Hot in the house. Too hot to really plug in. Looking forward to the van ride, which is air-conditioned and ipod-ready.

Today: focus.

2.11.2010

I did not journal today.

I go to a sewing class on Thursday mornings. It's part of a thing I call "Friend College", where I looked up some continuing ed classes thru the local community college and circled the ones I wanted to take, then emailed a bunch of friends who I thought might have the time to see if they wanted to take any of the classes with me. And several did, so I'm seeing my 3-class schedule as a time to hang out with friends I don't always run into while learning some actual skills. So there was a snow delay today (I do think I saw a flake skimmering across the road) and one of my schoolmates called just after I woke up, asking me if I wanted to meet for breakfast before class. I said 'yes' without hesitation. Friend College rocks, even (and certainly because) of the spontaneous ditching opportunities, one of which I knew would happen this morning because there was clearly not enough time to complete a breakfast outing and get to class on time, even with the delay. Only downside: I did not journal this morning. I always do. Like Peter Gabriel says in that sweet sweet song "In Your Eyes," "It keeps me awake and alive." Hanging out with this particular friend tends to do same. But that's a different story.

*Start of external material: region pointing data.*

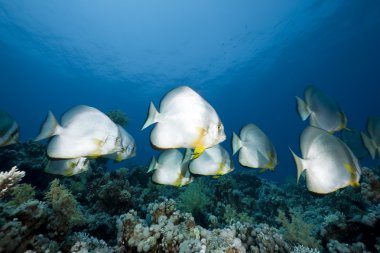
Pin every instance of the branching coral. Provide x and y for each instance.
(21, 193)
(296, 229)
(66, 210)
(370, 188)
(10, 179)
(195, 198)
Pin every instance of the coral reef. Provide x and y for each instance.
(10, 179)
(123, 211)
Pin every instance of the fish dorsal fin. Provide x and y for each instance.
(370, 145)
(302, 109)
(300, 163)
(353, 172)
(49, 128)
(262, 159)
(307, 138)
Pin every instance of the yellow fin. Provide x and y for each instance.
(198, 151)
(349, 168)
(263, 170)
(270, 165)
(98, 142)
(198, 143)
(178, 182)
(355, 184)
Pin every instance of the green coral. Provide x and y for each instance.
(64, 205)
(296, 229)
(21, 193)
(119, 117)
(195, 198)
(231, 215)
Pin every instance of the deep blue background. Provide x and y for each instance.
(249, 59)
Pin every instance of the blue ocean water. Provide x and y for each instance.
(249, 59)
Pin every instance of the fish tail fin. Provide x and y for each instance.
(236, 143)
(49, 128)
(153, 115)
(303, 109)
(299, 164)
(152, 165)
(188, 155)
(370, 145)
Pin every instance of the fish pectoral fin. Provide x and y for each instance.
(263, 170)
(355, 184)
(349, 167)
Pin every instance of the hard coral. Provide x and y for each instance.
(66, 210)
(10, 179)
(370, 188)
(296, 229)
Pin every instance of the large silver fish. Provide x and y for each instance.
(323, 111)
(185, 120)
(255, 148)
(67, 167)
(327, 161)
(372, 143)
(85, 132)
(9, 130)
(171, 168)
(215, 161)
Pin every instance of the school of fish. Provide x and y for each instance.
(187, 121)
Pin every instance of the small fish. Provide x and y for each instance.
(9, 130)
(185, 120)
(127, 148)
(255, 148)
(85, 132)
(171, 168)
(324, 112)
(215, 161)
(67, 167)
(372, 142)
(327, 161)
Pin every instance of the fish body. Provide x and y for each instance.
(185, 120)
(323, 111)
(85, 132)
(171, 168)
(9, 130)
(255, 148)
(215, 161)
(67, 167)
(327, 161)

She doesn't perform the mundanely critical tasks of plugging my left brain to my right, serving up a meticulously detailed schedule for the day, or sitting patiently while I write several times in a row "I don't feel like writing today. I don't feel like writing today. I don't feel like writing today." Actually, I suspect that she might. She's a superb friend. But I wouldn't think of treating her to that narcissistic party over breakfast. Long story short, amidst the serendipity I neglected to hold the narcissistic party at all today. So I feel kind of crazy. Not crazy like "waaaaaaah" but crazy like I just don't know what to do with myself any given second... like I have no focus or purpose. I commit to journaling all days.

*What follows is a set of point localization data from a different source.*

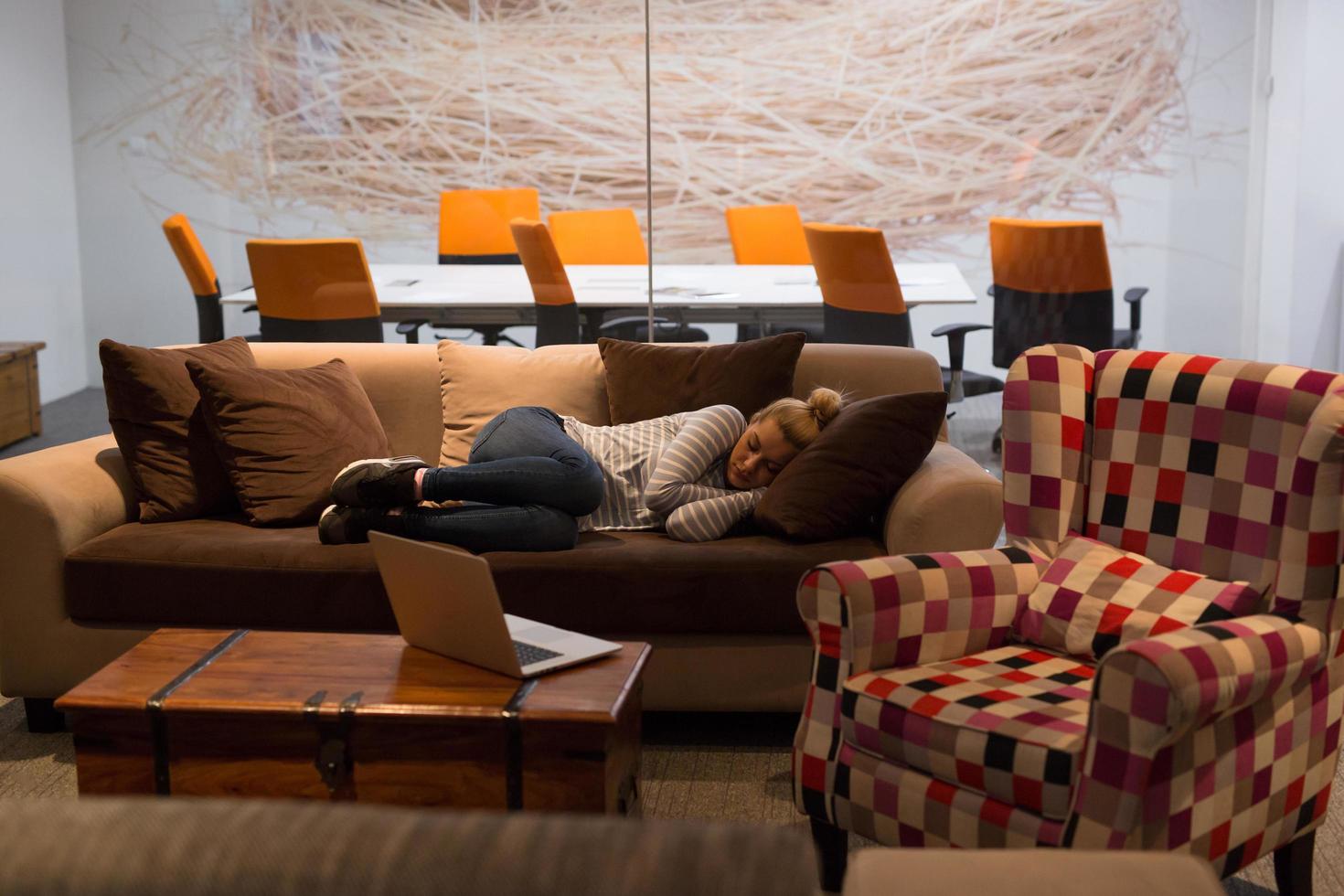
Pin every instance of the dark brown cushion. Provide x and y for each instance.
(155, 414)
(283, 435)
(223, 572)
(644, 382)
(837, 484)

Upsides: Fabulous breakfast, reminder of fabulous friend. Cook kissed me on the head. Female cook. Sweetie-pie. Will repeat these upsides any day. And journal later.

2.01.2010

Mermaid or Whale? Reposted from my friend Erica Brown

From my friend Erica:

Recently in a large city, a poster featuring a young, thin and tan woman appeared in the window of a gym. It said, "This summer, do you want to be a mermaid or a whale?" A middle-aged woman, whose physical characteristics did not match those of the woman on the poster, responded publicly to the question posed by the gym.

To Whom It May Concern,
Whales are always surrounded by friends (dolphins, sea lions, curious humans.) They have an active sex life, get pregnant and have adorable baby whales. They have a wonderful time with dolphins stuffing themselves with shrimp. They play and swim in the seas, seeing wonderful places like Patagonia, the Bering Sea and the coral reefs of Polynesia. Whales are wonderful singers and have even recorded CDs. They are incredible creatures and virtually have no predators other than humans. They are loved, protected and admired by almost everyone in the world.

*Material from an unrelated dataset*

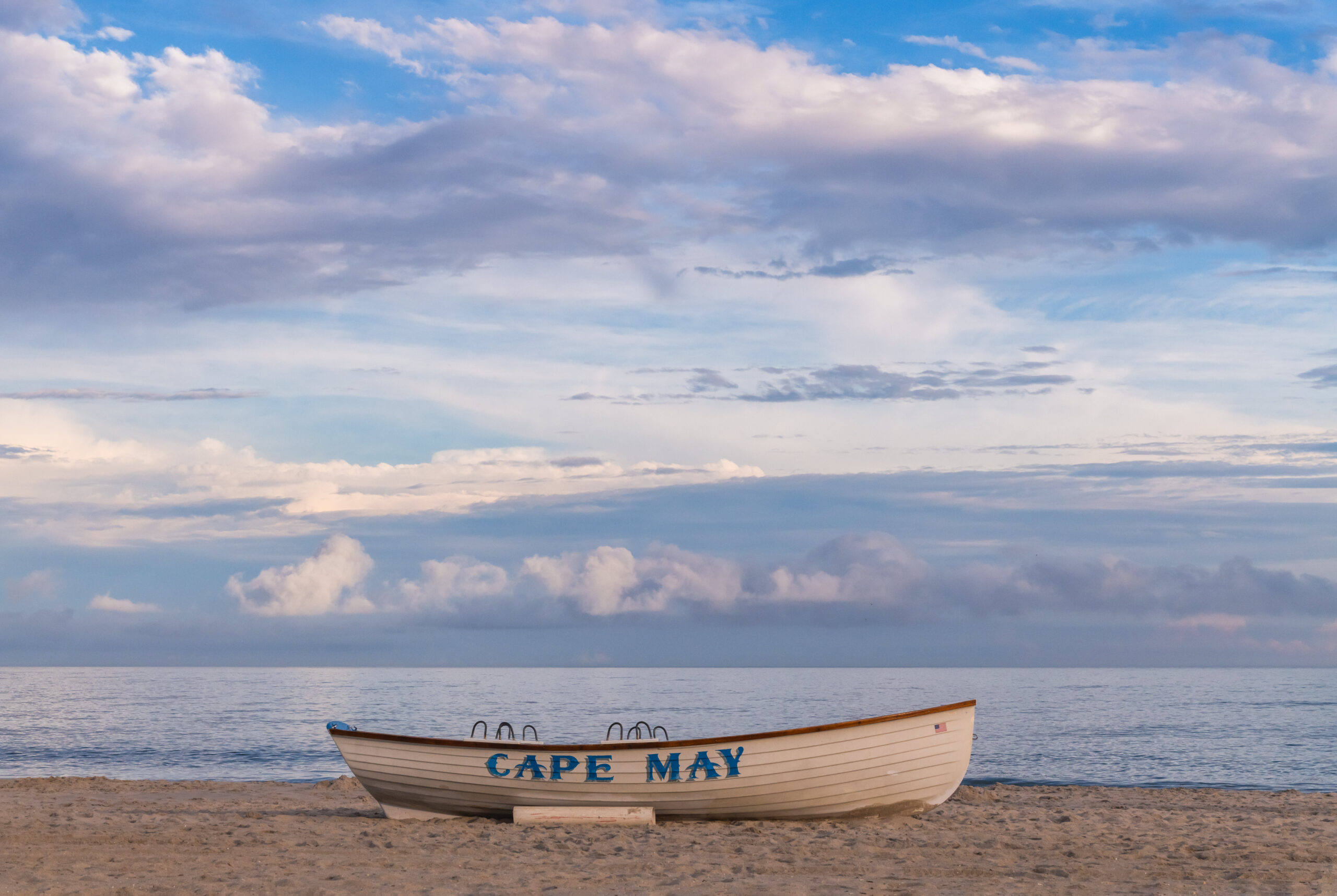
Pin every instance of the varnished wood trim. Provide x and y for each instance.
(588, 748)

Mermaids don't exist. If they did exist, they would be lining up outside the offices of Argentinean psychoanalysts due to identity crisis. Fish or human? They don't have a sex life because they kill men who get close to them, not to mention how could they have sex? Just look at them ... where is IT? Therefore, they don't have kids either. Not to mention, who wants to get close to a girl who smells like a fish store?

The choice is perfectly clear to me: I want to be a whale.

P..S. We are in an age when media puts into our heads the idea that only skinny people are beautiful, but I prefer to enjoy an ice cream with my kids, a good dinner with a man who makes me shiver, and a piece of chocolate with my friends. With time, we gain weight because we accumulate so much information and wisdom in our heads that when there is no more room, it distributes out to the rest of our bodies. So we aren't heavy, we are enormously cultured, educated and happy. Beginning today, when I look at my butt in the mirror I will think, good grief, look how smart I am!